Being Happys a Cinch When You Remember

It's easy enough to be happy, peaceful and positive, right? No, I'm serious. It's easy enough to be happy, peaceful and positive - when you remember to be. But we don't always get to remember.

Take this morning. I went into the kitchen to make myself a cup of tea. I turned on the tap and blam! I had knocked a filter jug full of water off the worktop. Right onto the floor. Oh man! Now, I knew who had left it there. I knew that it was far too near the edge of the worktop for safety, and I knew that they always do that and that it was an accident waiting to happen and that - But hang on a moment, I interrupted my usual reaction when accidents happen - finding someone to blame - did anyone actually die here? Another part of my self had jumped in.

I'd like to call it my 'sane self'. How would I feel about this tomorrow? Actually I probably wouldn't even remember the event. Maybe I'd be a little careful next time even. Maybe I could actually even learn something from this. Now I knew where the first way of dealing with it would lead.

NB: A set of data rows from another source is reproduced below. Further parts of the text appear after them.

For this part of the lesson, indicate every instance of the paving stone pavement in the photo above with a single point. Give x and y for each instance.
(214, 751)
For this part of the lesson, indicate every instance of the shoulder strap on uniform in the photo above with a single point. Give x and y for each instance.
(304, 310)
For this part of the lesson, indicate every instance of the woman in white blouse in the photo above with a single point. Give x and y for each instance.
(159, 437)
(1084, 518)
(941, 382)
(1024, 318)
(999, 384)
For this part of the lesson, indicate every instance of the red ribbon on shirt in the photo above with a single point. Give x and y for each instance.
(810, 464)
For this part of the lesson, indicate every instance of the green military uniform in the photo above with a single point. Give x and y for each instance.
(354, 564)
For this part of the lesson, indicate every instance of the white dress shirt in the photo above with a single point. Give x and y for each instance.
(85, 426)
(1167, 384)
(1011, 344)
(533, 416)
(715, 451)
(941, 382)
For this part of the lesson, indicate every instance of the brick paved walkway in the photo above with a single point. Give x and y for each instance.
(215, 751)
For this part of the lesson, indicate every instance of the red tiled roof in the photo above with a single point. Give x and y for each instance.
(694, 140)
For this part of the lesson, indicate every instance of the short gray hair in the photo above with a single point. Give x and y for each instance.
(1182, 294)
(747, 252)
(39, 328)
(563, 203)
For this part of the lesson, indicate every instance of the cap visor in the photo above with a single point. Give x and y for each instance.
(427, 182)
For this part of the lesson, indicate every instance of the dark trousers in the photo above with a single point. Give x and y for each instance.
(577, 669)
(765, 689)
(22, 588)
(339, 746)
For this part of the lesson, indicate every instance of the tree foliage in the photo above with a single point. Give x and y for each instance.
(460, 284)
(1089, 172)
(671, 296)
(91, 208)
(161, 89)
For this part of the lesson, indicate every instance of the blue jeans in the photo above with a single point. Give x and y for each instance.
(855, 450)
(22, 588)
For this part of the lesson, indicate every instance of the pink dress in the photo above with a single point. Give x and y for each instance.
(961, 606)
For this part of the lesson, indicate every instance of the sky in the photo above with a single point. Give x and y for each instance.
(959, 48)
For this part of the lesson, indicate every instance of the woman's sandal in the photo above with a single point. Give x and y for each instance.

I'd make a mental note to bring this up with my partner tonight. 'By the way, don't leave things right at the front of the worktop.' Actually that was the best I could hope for, quite possibly I'd already be irritated by something else and 'How many times have I asked you not to -' might well be the first thing my loved one heard when she came through the door. Cue another 'interesting' evening. Luckily for me I remembered to jump in. I remembered that my reaction to events causes my feelings, my relationships and my happiness.

I remembered that I make my own happiness. So I went through a quick checklist: 1 Did anyone actually die here? If not, breathe. Now. 2 Was anyone injured? If so find the best way to help.

Now. 3 Did anything get broken? If so clean it up. Decide if you need to get a new one. 4 Does anything need cleaning up? If so, clean it up. Now.

5 Anything else? If not, carry on with your day. Forget about it. Let it go. See how that checklist takes me out of the 'find someone else to blame' reaction and instantly gives me something to do, as well as helping me get a little perspective.

It seems to be the perspective that we lose when unexpected things happen. When we're in the heat of the moment quite simply, we 'get carried away'. We see red, get mad, lose control, or a hundred-and-one other ways of simply denying responsibility. So the next time that you knock the milk jug over try my 'did anyone die' checklist.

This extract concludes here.